Linguiça de crianças humanas: isso tá ok?
Numa caminhada pelas ruas escaldantes da Praia do Canto (uma espécie de Leblon de Vitória, ES), me deparei com uma churrascaria hipster cheia de placas com dizeres supostamente engraçados.
Este me chamou a atenção: “Crianças desacompanhadas serão vendidas como linguiça”. Tirei foto. A qualidade da imagem é péssima. Não vou postá-la aqui: você pode ver a placa nos meus perfis de Instagram, Facebook e Twitter.

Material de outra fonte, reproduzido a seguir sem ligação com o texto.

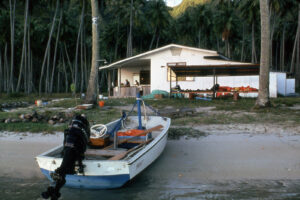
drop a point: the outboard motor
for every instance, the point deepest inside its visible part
(76, 139)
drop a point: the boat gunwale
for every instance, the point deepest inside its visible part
(129, 161)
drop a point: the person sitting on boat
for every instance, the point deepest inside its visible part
(76, 139)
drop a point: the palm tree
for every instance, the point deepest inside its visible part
(250, 12)
(263, 94)
(225, 21)
(90, 96)
(159, 18)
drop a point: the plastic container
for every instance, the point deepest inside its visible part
(101, 103)
(39, 102)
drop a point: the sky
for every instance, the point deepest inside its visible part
(173, 3)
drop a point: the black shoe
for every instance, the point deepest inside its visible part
(55, 196)
(48, 193)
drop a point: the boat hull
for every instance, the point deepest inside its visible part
(93, 182)
(107, 174)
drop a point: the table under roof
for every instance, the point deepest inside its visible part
(215, 70)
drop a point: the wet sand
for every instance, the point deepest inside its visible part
(18, 151)
(212, 157)
(216, 166)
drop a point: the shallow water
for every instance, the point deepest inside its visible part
(212, 167)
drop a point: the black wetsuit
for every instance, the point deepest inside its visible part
(75, 143)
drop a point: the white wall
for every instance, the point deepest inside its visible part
(128, 72)
(159, 79)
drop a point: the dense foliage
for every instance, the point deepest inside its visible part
(45, 46)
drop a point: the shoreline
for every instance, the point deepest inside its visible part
(18, 151)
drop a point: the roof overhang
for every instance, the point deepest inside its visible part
(217, 70)
(143, 56)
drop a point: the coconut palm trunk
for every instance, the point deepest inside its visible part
(263, 94)
(91, 91)
(23, 49)
(47, 50)
(12, 43)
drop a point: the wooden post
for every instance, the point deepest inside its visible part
(109, 82)
(170, 82)
(119, 81)
(214, 82)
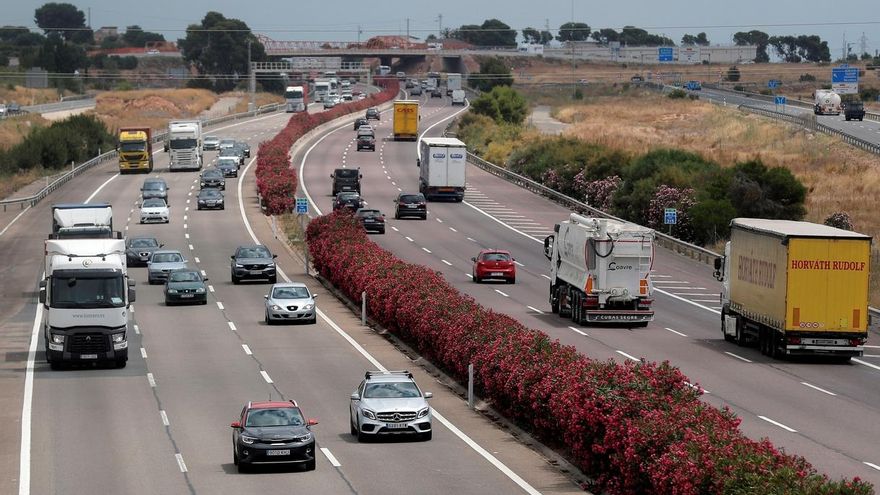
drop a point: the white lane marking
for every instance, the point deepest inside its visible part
(628, 356)
(676, 332)
(738, 357)
(820, 389)
(777, 423)
(266, 376)
(330, 457)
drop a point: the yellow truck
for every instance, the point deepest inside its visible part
(135, 150)
(406, 120)
(795, 288)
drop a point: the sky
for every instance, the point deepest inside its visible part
(340, 20)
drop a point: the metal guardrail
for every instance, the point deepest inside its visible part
(31, 201)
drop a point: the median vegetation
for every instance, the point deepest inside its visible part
(633, 428)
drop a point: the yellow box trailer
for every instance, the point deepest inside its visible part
(406, 120)
(795, 287)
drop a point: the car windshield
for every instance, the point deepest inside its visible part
(167, 258)
(185, 277)
(144, 243)
(254, 252)
(286, 416)
(496, 257)
(290, 293)
(391, 390)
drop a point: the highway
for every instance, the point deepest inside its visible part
(161, 425)
(821, 410)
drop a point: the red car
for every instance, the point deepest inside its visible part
(495, 264)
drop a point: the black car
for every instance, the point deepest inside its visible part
(212, 178)
(410, 205)
(139, 249)
(273, 432)
(351, 200)
(253, 262)
(211, 199)
(185, 286)
(372, 220)
(366, 142)
(359, 122)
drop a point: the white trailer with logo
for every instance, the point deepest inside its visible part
(600, 271)
(442, 163)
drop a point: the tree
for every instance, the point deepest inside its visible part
(757, 38)
(62, 18)
(218, 47)
(573, 31)
(493, 72)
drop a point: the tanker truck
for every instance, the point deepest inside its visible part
(600, 271)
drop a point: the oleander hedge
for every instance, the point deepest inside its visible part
(635, 429)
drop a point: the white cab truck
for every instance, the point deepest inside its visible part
(184, 143)
(442, 163)
(795, 288)
(82, 221)
(86, 294)
(600, 271)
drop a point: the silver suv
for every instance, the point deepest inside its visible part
(389, 402)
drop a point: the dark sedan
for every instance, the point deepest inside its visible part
(185, 287)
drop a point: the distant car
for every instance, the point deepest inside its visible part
(273, 433)
(359, 122)
(185, 286)
(290, 302)
(139, 249)
(212, 177)
(154, 210)
(348, 199)
(211, 143)
(372, 220)
(366, 142)
(389, 403)
(253, 262)
(162, 262)
(410, 205)
(210, 198)
(494, 264)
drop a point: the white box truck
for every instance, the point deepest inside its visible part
(87, 295)
(600, 271)
(184, 142)
(442, 163)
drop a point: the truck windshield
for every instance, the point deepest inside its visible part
(183, 144)
(72, 291)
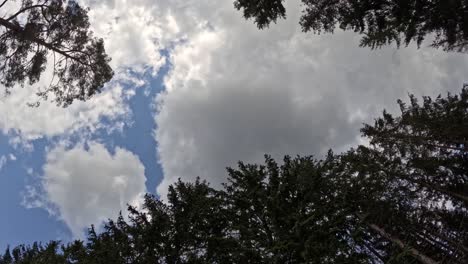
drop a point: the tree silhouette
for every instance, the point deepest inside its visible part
(55, 34)
(380, 22)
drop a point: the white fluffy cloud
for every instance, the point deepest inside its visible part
(235, 93)
(133, 37)
(87, 185)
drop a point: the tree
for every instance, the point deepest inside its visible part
(55, 34)
(399, 200)
(380, 22)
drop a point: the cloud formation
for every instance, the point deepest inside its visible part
(87, 184)
(235, 92)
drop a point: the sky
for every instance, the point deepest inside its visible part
(197, 88)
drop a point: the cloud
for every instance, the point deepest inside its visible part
(87, 184)
(235, 92)
(3, 161)
(133, 38)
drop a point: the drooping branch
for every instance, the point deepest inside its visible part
(19, 30)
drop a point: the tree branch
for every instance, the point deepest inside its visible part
(26, 9)
(20, 30)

Tenho certeza de que o dono do restaurante –a filial de Vitória de uma casa de Vila Velha chamada Alcides Carnes y Tragos– não é sério em sua intenção, mas também posso apostar que ele não é um grande apreciador das estripulias infantis. Olha que coisa, eu também não sou. Fico irritadíssimo com crianças correndo sem controle em espaços públicos.
Isso não me impede de sentir incomodado com a imagem mental de meu filho de 6 anos sendo triturado por uma máquina de moer carne. Não que eu esteja pessoalmente ofendido (coisa de “floquinho de neve”, segundo um comentarista das redes sociais). Apenas acho a placa inadequada a um restaurante que recebe vários tipos de público. E que serve linguiça, por sinal.

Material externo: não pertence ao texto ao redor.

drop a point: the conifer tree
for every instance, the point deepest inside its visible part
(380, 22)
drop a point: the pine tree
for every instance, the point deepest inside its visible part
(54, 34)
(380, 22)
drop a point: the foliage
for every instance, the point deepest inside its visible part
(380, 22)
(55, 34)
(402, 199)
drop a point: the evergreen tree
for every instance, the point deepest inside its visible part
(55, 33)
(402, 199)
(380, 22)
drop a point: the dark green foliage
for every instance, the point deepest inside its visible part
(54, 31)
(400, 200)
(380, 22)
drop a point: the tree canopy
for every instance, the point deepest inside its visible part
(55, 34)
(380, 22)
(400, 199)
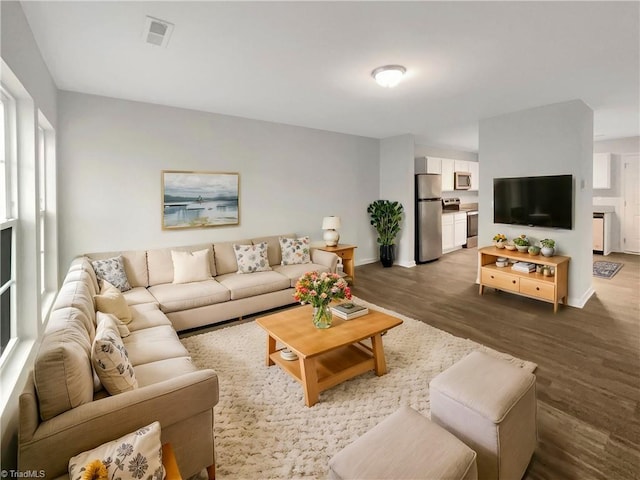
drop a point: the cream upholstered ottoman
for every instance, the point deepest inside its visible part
(490, 405)
(405, 445)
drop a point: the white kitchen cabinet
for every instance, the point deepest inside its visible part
(448, 232)
(602, 233)
(602, 170)
(460, 166)
(474, 169)
(447, 174)
(434, 165)
(459, 229)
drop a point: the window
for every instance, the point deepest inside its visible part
(42, 206)
(7, 222)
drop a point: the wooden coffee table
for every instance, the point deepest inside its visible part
(326, 357)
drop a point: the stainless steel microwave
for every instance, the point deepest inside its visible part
(462, 181)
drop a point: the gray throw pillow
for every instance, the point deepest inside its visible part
(112, 270)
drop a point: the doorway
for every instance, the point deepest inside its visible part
(631, 220)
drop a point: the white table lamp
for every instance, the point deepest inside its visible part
(329, 225)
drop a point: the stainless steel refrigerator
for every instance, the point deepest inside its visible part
(428, 217)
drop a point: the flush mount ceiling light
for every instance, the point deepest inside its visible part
(389, 75)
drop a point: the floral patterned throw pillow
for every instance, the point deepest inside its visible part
(252, 258)
(112, 270)
(110, 359)
(295, 250)
(135, 456)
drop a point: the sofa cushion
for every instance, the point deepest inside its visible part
(273, 247)
(252, 258)
(190, 266)
(167, 369)
(123, 330)
(295, 250)
(153, 344)
(135, 265)
(294, 272)
(138, 295)
(110, 359)
(81, 269)
(78, 294)
(131, 457)
(62, 370)
(161, 264)
(111, 300)
(147, 315)
(243, 286)
(225, 256)
(174, 297)
(112, 270)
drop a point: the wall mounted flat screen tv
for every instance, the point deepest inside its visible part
(534, 201)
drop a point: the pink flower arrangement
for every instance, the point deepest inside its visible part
(319, 289)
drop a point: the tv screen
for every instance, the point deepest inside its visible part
(534, 201)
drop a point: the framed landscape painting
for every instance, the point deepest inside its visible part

A piada do churrasqueiro é de um mau gosto atroz. É só trocar “crianças desacompanhadas” por “argentinos” para termos uma manifestação inconteste de xenofobia.
O Alcides de Vitória não está sozinho em seu senso de humor peculiar. Em São Paulo, o Underdog já causou nas redes sociais por causa de uma plaqueta de tom substancialmente mais ameno: “Aqui seu cão é bem-vindo!!! Mas crianças favor amarra-las ao poste.” A pontuação e a acentuação são obras do autor.
O meu post no Instagram também repercutiu um pouquinho. As manifestações, em sua maioria, foram em defesa do churrasqueiro capixaba.
“Vou virar freguesa”, me escreveu a colega e amiga Mariliz Pereira Jorge, grande treteira da internet. “Pare de ser imbecil. Escreve sobre comida!”, ordena outro leitor.
Parte da fúria dos instagrameiros se deveu à legenda da foto: “O senso de humor ‘politicamente incorreto’ da era Bolsonaro.”
Um terceiro comentarista do Instagram sentencia: “Se forçar mais, caga. O que tem o Bolsonaro a ver com a piadinha?”.
Aparentemente, muitos dos fãs do Alcides são opositores do presidente. Gabriela Brum, a gerente, faz posts de claro pendor esquerdista em sua página de Facebook. E daí?
Quando falo da “era Bolsonaro”, eu me refiro ao espírito do tempo. Libertamos um punhado de demônios que não serão trancados tão cedo. A agressividade está aflorada, e os limites têm sido insistentemente testados.
Bolsonaro é só uma materialização destes tempos retrógrados. O problema real é o colapso da civilidade.
Falemos de senso de humor: é feito bunda, cada um tem o seu. Eu considero a piada da linguiça francamente ruim. Só tem graça para aquele sujeito que assistiu aos “Simpsons” sem captar que se trata de uma sátira de costumes –e tomou o Homer como modelo de comportamento. É tosca.
Falemos de crianças em restaurantes: penso que os donos deveriam poder proibi-las quando quisessem. Há hotéis que o fazem. Extremamente antipático, na minha opinião, mas compreendo. Existem ocasiões e lugares em que crianças de fato importunam. Só não acho aceitável admiti-las e tratá-las mal.
Falemos agora de liberdade de expressão: não defendo a censura da placa que sugere linguiça de criança. O cara tem todo o direito de fazer a piada que quiser, onde quiser. Assim como eu também tenho o direito de expressar a minha opinião.
OUTRO LADO
Segue abaixo a resposta da gerente Gabriela Brum:
“Nós trabalhamos com essa proposta irreverente e casual a mais de 3 anos. Obviamente, não vamos fazer nada c as crianças. Essa placa, como tantas outras, é uma piada. Crianças são bem vindas e nós as adoramos.
Entendemos que muitas pessoas não se adaptam a nosso tipo de marketing, porém estamos c esse trabalho há um tempo já e alcançamos um público que adora nosso modo irreverente.
Não temos relação com nenhum partido ou candidato, trabalhamos com carnes, piadas e excelente atendimento e não com filiações partidárias ou ideológicas.”